The All Ordinaries Index (ASX: XAO) is finally having another day in the green so far this Tuesday. At the time of writing, the All Ords is up 1.13% to 7,614 points. But one ASX share isn't at the table for these gains. That would be the Johns Lyng Group Ltd (ASX: JLG) share price.
Johns Lyng shares aren't at the table because the company is currently in a trading halt.
Yes, before the market opened this morning, this ASX company released an announcement outlining the halt. Well, halts. The company stated it requested "consecutive trading halts", with the expectation that Johns Lyng shares will only return to the markets on 13 December (next Monday).
So why has the company requested these halts?

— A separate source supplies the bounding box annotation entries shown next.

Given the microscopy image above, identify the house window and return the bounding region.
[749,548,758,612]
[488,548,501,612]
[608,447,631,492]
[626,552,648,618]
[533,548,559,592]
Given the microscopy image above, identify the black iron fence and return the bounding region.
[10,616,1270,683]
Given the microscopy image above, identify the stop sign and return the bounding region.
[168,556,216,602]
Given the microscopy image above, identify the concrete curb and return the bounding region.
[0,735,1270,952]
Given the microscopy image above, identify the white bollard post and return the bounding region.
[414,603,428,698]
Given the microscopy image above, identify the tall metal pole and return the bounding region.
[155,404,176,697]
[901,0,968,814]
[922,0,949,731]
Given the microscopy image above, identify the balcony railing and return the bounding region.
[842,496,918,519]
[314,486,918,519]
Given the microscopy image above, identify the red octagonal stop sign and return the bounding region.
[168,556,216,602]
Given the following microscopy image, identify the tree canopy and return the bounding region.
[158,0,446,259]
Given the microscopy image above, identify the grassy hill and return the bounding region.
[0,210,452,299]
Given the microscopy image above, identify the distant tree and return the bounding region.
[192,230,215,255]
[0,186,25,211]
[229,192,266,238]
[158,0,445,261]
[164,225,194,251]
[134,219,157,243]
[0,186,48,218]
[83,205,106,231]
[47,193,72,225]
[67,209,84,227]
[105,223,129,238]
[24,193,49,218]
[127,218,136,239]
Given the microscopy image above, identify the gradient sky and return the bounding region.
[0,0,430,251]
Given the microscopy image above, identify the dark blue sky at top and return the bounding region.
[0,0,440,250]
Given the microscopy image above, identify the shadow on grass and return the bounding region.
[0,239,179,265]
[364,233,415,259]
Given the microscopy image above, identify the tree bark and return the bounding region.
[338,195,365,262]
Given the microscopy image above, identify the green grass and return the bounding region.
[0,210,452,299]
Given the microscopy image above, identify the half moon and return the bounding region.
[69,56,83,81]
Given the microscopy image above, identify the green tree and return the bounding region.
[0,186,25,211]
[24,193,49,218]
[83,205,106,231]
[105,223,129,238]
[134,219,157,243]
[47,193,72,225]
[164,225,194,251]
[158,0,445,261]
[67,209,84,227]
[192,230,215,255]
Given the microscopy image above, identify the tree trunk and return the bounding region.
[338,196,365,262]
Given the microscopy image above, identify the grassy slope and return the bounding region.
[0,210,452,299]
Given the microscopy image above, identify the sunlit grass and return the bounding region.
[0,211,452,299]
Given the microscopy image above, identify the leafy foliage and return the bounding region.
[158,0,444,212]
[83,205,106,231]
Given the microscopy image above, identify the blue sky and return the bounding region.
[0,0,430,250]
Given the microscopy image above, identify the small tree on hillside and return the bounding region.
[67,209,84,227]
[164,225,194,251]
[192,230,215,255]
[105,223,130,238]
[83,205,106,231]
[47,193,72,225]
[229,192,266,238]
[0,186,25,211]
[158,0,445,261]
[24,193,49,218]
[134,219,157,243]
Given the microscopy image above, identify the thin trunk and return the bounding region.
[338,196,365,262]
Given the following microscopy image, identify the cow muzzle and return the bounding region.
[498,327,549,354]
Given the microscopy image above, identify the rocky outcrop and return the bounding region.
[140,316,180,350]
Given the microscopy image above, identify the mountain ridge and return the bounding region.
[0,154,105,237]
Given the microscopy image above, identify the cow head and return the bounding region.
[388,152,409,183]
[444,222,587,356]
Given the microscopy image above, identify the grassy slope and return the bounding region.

Johns Lyng Group said it is "in connection with a material transaction and a capital raising involving an institutional placement and a pro-rata accelerated non-renounceable entitlement offer".
It stated the trading halt was necessary "to avoid trading taking place on an uninformed basis and to allow the capital raising to be executed in an orderly manner".
And that's essentially all we know for now.
Johns Lyng Group share price snapshot
Johns Lyng Group is in the business of providing building services, both domestically and internationally. It specialises in restoring property and goods after natural disasters such as floods and fires.
The company has had a rip-roaring 2021 so far. The Johns Lyng share price is up more than 121% year to date, and up 132% over the past 12 months.
At the last share price of $7.14 that Johns Lyng traded at, the company had a market capitalisation of $1.6 billion, worth a dividend yield of 0.7%.